Catastrophic Financial Loss
Before we begin I want to introduce an underlying insurance concept that will help us evaluate if we’re making the right decision. We’re going to apply the term ‘catastrophic financial loss’ as a reasonability test for our insurance decisions. We want our choices to meet all three of the words in the term; if our decision fails any of these three tests then either we are making a poor decision or we’re using life insurance for something other than pure insurance needs (which is fine, as long as you’re aware of this).
- Catastrophic – if we are using insurance to cover a loss, the amount of the loss should be catastrophic; i.e. it should be a loss that we can’t easily recovered from. A counter example to this would be consumer warranties. e.g. If you break your $800 iphone that’s no fun, but it’s not life altering. This is why most consumer advocates advise not to purchase electronic warranties. Conversely if you total your $30,000 car that would be much more of a catastrophic loss and thus something you should insure.
- Financial – When determining our insurance needs, what we are seeking to cover should be financial. This is in contrast to insuring a need that is emotional. e.g. If you’re buying life insurance to gift your grandchildren some money on your passing, the amount isn’t financial – you’re making this decision based on emotions. In this case our insurance purchase would fail the financial test. Again, that’s fine as long as we’re aware and educated on what we’re doing.

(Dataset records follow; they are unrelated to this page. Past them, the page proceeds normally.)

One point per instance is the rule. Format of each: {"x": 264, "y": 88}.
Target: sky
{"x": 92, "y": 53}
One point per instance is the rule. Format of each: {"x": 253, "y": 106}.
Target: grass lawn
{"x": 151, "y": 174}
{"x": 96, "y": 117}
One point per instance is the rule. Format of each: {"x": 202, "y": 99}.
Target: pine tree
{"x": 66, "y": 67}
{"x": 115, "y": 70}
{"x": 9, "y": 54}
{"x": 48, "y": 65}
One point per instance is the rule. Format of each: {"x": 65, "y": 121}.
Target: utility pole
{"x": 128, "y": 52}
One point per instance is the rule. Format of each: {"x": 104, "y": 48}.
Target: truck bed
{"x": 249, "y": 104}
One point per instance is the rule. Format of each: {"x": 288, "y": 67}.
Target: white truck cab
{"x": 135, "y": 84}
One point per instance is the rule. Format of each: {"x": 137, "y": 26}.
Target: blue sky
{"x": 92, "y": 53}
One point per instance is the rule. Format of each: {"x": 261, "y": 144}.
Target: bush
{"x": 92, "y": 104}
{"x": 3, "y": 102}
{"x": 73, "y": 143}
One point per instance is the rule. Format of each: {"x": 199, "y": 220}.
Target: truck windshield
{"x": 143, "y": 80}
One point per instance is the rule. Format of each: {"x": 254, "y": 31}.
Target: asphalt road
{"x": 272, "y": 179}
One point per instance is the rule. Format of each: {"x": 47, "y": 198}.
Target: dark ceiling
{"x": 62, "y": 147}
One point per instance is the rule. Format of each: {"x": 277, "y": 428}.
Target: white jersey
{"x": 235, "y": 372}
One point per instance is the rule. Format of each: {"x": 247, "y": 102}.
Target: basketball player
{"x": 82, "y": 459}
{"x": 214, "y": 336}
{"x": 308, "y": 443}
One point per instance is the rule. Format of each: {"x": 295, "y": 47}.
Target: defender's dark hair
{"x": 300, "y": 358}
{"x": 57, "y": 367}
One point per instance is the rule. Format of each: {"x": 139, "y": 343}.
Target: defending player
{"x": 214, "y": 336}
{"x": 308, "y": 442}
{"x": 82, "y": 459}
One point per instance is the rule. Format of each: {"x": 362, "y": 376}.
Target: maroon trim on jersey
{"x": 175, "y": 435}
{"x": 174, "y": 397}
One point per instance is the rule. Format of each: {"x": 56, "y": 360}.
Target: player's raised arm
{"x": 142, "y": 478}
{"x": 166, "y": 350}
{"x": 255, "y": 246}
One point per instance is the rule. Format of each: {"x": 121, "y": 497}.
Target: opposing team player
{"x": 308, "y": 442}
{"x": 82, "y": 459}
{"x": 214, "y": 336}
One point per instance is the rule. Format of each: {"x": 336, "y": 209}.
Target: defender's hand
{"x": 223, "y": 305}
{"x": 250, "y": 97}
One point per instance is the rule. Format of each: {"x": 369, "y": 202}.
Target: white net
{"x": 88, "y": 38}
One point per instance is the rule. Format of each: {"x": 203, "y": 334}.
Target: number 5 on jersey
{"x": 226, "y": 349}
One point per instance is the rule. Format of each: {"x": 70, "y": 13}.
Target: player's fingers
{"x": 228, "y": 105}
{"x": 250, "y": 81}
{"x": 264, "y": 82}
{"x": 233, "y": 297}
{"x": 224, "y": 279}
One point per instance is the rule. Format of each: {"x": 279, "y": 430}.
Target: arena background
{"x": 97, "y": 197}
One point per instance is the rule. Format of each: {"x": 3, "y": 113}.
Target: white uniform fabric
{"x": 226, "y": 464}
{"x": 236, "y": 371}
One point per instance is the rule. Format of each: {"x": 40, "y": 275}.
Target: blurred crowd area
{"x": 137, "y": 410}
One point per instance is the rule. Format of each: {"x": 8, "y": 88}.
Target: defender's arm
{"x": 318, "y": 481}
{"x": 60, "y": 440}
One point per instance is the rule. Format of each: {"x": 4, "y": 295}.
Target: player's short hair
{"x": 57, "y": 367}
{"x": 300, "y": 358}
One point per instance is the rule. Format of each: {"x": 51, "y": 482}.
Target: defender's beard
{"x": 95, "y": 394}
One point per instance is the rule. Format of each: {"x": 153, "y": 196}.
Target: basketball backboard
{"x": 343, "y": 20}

- Loss – For insurance to make sense, we need to suffer a loss. If there’s no loss then we’re participating in a lottery. With both insurance and lotteries a bunch of people contribute ‘premiums’ into a pool; a random event happens that selects someone from the pool and that person receives the grouped proceeds from the pool (either you get lottery winnings, or an insurance payout). The difference is that with a lottery wealth is being created that wasn’t there before. With insurance we’re replacing lost wealth and returning us to the same position we were before. e.g. lets say you purchase mortgage life insurance to cover your mortgage. If you die, what happens to the mortgage? Nothing – there’s no loss. This tells us that we’re looking at the wrong thing – in this case we probably want to be looking at the income that’s being used to pay our mortgage. And your income is lost upon death.